On the same day the case opened, December 10, 2021, FBI agents executed a search warrant at Thompson's residence. They seized an iPhone and a tablet, which contained 200 photographs and 100 videos depicting children in sexual situations with adults. When questioned by investigators, Thompson acknowledged that he had distributed this material to multiple people he encountered on Kik, claiming he had obtained the images and videos from other users in chat groups and saved them to his devices. He also admitted to creating at least one video with an adult woman, which he sent without her consent.
But Thompson's activity did not stop after that initial search. He continued distributing child sexual abuse material in a Kik chat group called #ForbiddenFruitsss, using a different username. FBI agents in Miami discovered this activity in March 2022. When an investigator returned to Thompson's home on April 1, 2022, he was not there. Thompson called the agent back, and when asked directly whether he was still sending child pornography, he answered affirmatively. He claimed he no longer possessed any such material and promised to come in for an interview, but he never appeared.
The case reflects the persistent challenge law enforcement faces with online exploitation. Thompson's continued distribution even after initial contact with investigators—his direct admission to the agent that he was still sending material—demonstrates the brazenness with which some offenders operate on encrypted messaging platforms.
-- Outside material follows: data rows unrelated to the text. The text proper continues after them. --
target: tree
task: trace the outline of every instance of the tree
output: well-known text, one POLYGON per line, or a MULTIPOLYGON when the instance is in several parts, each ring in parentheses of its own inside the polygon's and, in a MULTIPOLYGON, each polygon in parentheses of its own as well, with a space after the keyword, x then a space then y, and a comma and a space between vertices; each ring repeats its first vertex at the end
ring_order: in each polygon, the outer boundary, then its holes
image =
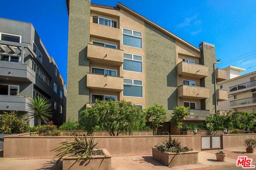
POLYGON ((157 129, 163 125, 166 119, 166 112, 162 106, 155 104, 146 109, 147 122, 151 122, 153 129, 153 134, 156 135, 157 129))
POLYGON ((189 108, 184 106, 175 107, 172 114, 173 116, 171 119, 171 122, 178 129, 179 134, 180 134, 183 121, 190 114, 189 108))
POLYGON ((33 112, 32 117, 37 119, 37 124, 41 126, 42 121, 46 122, 49 121, 49 117, 51 117, 51 105, 49 100, 42 97, 29 99, 28 106, 31 112, 33 112))
POLYGON ((124 100, 97 100, 92 107, 81 113, 80 117, 79 124, 89 132, 99 129, 107 131, 112 136, 131 134, 145 125, 143 110, 124 100))
POLYGON ((231 114, 231 123, 235 129, 247 129, 253 128, 255 114, 245 112, 235 111, 231 114))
The 200 photographs and 100 videos seized represent documented abuse of real children, each image a record of harm. Thompson's sentence of nearly twenty years, combined with the decade of probation that will follow, represents one federal court's response to that harm. Whether it serves as deterrent or simply as incapacitation remains an open question.
Notable Quotes
Thompson admitted to investigators he had sent out child pornography to 'random' people on Kik, claiming he obtained the material from other users in chat groups— Court filings and investigator records
When asked directly by an FBI agent whether he was still sending child pornography, Thompson answered affirmatively— FBI investigator, April 2022
The Hearth Conversation Another angle on the story
Why does it matter that he was caught on Kik specifically, rather than some other platform?
Kik is designed to be ephemeral and hard to trace. Messages disappear. There's no real identity verification. For someone distributing this material, it's a feature, not a bug. Law enforcement has to work harder to build cases there.
He admitted to sending it to "random" people. Does that suggest he was trying to recruit others, or just distributing for its own sake?
The distinction matters legally and morally. He was actively spreading it, which means he was creating demand and potentially normalizing it for whoever received it. That's different from passively possessing it.
The fact that he kept going after the first search—why would someone do that?
Addiction, compulsion, or a calculation that he wouldn't get caught again. The source material doesn't explain his reasoning, but the behavior itself is telling. He knew investigators were aware of him and he continued anyway.
What about the adult woman whose video he made and distributed without consent?
That's a separate harm that gets buried in the larger charge. She was victimized twice—once in the creation, once in the distribution. The sentencing documents don't clarify whether that was addressed separately.
Does a twenty-year sentence feel proportional to you?
That's not for me to say. But it's worth noting that he's 34. He'll be in his mid-fifties when he gets out. The probation extends beyond that. The sentence is severe, which reflects how seriously federal courts treat distribution versus mere possession.